憲法研究所の創設60周年を記念した講演会が10月29日、京都市下京区のキャンパスプラザで行われ、研究者や弁護士、市民ら80人が参加。同志社大学の岡野八代教授、大阪経済法科大学の澤野義一特任教授が講演しました。

 同研究所代表委員の上田勝美・龍谷大学名誉教授があいさつ。同研究所は安保闘争の最中、1962年に田畑忍同志社大学教授(元同大学学長)が呼びかけて、憲法理論を総合的に研究する必要性から活動を開始し、専門書の発刊、大学講座の開設、ニュース発行で社会的貢献を続けてきたと紹介。「平和憲法を世界に広げ、地上から戦争をなくすことが田畑先生の考えです。皆さんと平和憲法百年の計を目指したい」と呼びかけました。

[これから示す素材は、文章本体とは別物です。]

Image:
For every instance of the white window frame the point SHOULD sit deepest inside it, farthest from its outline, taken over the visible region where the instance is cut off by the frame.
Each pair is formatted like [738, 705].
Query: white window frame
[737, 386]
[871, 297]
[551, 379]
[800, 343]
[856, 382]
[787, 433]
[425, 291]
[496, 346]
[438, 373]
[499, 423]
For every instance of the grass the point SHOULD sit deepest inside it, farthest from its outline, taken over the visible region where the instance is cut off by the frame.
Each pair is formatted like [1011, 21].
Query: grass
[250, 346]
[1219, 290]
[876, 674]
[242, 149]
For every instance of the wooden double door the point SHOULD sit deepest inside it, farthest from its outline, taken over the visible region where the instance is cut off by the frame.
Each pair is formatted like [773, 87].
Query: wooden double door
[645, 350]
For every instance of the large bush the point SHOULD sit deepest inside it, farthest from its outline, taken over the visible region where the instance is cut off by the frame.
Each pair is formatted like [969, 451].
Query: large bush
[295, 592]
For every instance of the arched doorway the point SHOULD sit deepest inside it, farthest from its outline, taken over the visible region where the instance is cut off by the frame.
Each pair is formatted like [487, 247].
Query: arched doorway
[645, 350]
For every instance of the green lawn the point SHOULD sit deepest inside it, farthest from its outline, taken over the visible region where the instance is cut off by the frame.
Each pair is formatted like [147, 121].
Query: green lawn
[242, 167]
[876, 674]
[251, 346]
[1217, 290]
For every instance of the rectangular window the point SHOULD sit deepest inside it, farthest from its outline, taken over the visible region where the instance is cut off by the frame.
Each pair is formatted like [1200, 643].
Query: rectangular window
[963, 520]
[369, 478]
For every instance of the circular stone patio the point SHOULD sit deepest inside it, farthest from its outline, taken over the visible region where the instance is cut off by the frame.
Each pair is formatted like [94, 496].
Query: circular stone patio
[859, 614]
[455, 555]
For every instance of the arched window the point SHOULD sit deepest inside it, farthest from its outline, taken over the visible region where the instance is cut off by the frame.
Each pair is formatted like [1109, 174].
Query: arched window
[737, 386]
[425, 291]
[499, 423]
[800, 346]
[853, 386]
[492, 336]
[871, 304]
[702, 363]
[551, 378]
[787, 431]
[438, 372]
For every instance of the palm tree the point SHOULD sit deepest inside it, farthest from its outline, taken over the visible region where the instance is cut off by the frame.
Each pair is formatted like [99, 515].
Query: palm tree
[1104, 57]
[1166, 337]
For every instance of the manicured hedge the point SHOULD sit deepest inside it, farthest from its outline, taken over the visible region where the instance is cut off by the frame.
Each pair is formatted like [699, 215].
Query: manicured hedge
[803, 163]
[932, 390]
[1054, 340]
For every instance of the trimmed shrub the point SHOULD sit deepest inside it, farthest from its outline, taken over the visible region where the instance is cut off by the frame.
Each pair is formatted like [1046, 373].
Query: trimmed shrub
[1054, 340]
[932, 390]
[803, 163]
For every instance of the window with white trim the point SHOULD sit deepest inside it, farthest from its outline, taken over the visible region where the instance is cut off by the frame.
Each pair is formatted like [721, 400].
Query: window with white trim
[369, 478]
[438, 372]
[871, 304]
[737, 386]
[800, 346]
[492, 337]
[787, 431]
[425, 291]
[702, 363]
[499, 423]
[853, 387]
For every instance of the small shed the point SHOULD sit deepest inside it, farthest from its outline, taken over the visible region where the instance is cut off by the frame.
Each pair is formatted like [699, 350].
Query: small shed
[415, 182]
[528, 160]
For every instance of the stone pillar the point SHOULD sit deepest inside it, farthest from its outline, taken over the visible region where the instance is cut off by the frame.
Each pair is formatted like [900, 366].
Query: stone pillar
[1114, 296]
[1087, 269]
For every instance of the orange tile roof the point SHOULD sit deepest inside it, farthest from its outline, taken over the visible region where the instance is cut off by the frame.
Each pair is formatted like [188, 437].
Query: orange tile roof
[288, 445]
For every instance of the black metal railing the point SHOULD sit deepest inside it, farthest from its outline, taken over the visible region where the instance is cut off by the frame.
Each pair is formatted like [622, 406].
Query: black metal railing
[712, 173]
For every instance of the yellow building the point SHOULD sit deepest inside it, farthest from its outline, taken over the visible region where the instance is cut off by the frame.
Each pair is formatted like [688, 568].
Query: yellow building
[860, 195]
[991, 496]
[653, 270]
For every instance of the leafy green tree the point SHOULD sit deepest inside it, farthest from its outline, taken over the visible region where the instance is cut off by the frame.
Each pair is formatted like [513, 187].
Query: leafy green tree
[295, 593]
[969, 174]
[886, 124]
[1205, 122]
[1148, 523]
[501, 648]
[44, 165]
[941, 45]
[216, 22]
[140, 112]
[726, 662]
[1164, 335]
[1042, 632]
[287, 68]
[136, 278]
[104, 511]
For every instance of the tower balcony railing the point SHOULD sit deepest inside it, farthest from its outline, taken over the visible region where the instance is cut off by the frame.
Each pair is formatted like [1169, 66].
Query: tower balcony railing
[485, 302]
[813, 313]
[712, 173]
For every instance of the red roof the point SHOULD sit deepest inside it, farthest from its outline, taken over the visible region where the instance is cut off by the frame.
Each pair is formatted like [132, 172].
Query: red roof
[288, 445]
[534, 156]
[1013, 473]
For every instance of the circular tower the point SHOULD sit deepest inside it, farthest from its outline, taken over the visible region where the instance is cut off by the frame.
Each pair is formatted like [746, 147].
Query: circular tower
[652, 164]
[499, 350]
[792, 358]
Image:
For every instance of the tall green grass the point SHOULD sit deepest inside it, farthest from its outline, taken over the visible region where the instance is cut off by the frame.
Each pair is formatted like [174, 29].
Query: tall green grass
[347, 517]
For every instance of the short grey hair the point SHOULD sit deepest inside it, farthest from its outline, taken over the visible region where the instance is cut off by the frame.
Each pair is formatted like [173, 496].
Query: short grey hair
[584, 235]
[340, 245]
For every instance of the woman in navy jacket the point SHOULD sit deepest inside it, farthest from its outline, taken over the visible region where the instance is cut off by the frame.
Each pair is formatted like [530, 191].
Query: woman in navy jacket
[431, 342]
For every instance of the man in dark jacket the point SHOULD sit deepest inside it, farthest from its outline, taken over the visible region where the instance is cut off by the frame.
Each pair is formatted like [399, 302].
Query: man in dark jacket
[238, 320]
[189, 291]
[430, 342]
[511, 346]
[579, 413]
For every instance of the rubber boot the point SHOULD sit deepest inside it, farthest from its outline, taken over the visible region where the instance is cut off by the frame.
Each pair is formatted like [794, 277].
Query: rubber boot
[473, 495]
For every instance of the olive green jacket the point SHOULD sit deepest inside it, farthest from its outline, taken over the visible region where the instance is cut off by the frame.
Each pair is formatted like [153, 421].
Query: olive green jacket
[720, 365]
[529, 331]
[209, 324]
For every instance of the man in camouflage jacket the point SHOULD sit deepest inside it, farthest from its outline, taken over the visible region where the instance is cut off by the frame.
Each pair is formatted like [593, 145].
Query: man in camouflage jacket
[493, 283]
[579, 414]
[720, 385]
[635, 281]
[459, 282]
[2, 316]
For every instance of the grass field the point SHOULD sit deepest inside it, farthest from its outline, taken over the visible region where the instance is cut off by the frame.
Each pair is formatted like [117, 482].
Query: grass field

 岡野氏は現在、大阪高裁で控訴審をたたかっているフェミ科研費裁判について、自民党・杉田水脈(みお)衆院議員が「慰安婦」問題の研究を「ねつ造」、研究費を「不正使用」と誹謗(ひぼう)中傷を繰り返したことから提訴に至った経過を発言。杉田氏の「生産性がない事に税金を使うのはけしからん」という発言は、「憲法13条の個人の尊重に反する。国家を個人よりも重く見ることは立憲主義の前提としてありえない」と厳しく批判しました。

 自民党の改憲草案で個人が「人」に変えられ、家族の絆や助け合い、家族の一体感などが強調されているのは、軍事増強で「戦争する国」づくりに向けて、性別役割を強化し、賃金の男女格差やケアに携わる人の冷遇を省みない政治と一体だと強調。「だれかを犠牲にする国は、だれもが犠牲になるかもしれない。最も大切にすべきは個人の人権」と述べました。

 澤野氏は、安倍政権以来の改憲策動の動きや岸田政権が進められる軍拡の背景に、統一協会や日本会議と共通した改憲論があり、ジェンダー平等や同性婚を否定する根拠づけとしていると指摘しました。また、ロシアによるウクライナ侵略で「9条では国を守れない」との主張について、東欧での歴史的な国境紛争やウクライナのNATO加盟など緊張関係を生み出してきた背景があり「軍事大国化でなく、戦争にしない教訓をどう導きだすかを考えるべきで、9条が無意味論には当たらない」と述べ、コスタリカが1983年に非武装永世中立をうたい、平和外交を進め、世界の核廃絶運動の推進力を担った重要性を紹介しました。